Visitors can come and go at any point, take part in on-going activities and receive help from facilitators. Suitable for public events with an emphasis on learning; Maker Faires, festivals, school fairs.
Noisy Robots workshop
Building Noise Machines from acoustic junk and basic circuitry in groups.
This workshop is used within the Robot Orchestra project as an introduction to making mechanical musical instruments. The Robot Boxes are full of junk that we can build into mini electroacoustic machines to make sounds. We will have to know how circuits work to do it, and the Nose Test will help us with that. We can also find out about sound waves and vibrations in the Bass Buzz Test and the Goop Test.
We will create some amazing sounds with our instruments, and will use them to make original music and soundscapes in groups. The components that we will use have been scavenged for free from old computers.

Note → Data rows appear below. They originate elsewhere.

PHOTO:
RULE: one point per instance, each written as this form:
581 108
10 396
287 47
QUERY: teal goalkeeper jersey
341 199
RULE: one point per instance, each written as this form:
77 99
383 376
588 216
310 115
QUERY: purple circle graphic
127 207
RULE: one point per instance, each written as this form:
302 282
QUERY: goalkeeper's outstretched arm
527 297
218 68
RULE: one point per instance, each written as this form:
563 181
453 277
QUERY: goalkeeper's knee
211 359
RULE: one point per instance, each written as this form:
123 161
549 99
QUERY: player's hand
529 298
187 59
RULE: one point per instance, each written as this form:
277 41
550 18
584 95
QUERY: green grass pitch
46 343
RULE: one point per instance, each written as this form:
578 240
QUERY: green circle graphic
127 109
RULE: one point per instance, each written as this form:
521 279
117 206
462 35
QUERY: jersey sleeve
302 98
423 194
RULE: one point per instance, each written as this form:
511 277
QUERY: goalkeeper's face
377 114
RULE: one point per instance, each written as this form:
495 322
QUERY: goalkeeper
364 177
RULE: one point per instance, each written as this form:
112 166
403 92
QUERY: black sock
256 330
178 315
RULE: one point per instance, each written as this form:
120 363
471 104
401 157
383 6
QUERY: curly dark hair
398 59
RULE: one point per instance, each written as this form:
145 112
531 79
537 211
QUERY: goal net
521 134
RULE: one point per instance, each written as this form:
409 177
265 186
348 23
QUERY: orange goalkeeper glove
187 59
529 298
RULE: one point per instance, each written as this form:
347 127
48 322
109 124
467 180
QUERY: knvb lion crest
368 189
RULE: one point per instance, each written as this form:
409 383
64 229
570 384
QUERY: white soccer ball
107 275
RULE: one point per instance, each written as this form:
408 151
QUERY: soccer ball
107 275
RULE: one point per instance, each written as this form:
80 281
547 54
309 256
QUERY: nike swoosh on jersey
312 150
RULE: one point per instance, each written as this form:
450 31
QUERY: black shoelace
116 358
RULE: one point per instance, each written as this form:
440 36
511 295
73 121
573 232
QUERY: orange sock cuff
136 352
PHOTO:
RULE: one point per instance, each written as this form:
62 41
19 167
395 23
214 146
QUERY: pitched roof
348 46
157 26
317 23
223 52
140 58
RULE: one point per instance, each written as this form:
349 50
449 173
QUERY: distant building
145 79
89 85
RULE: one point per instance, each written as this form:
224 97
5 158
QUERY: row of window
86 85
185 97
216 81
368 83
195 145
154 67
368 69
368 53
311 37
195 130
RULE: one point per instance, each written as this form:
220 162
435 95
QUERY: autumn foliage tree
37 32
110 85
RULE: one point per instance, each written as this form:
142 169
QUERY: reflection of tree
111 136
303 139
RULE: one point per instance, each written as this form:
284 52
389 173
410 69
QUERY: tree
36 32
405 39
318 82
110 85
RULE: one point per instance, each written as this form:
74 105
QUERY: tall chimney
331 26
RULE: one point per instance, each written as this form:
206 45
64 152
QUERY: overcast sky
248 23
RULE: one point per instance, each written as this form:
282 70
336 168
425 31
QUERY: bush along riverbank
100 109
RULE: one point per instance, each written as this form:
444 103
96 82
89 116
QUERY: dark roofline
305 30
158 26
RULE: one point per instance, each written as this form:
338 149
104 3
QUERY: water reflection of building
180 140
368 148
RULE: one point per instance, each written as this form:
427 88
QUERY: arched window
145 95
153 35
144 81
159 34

Up-cycling of junk is a strong theme, and the obsolescence of consumer electronics is addressed.
- Science: circuits, resistance & conductivity, electromagnetism, waves, vibrations
- Technology: designing instruments, using tools, dismantling
- Music: Found Sound, performing in groups, jamming
- Sustainability: planned obsolescence, consumer products’ disposability
Deconstructing discarded computers and other e-waste, and salvaging resourses to make new instruments.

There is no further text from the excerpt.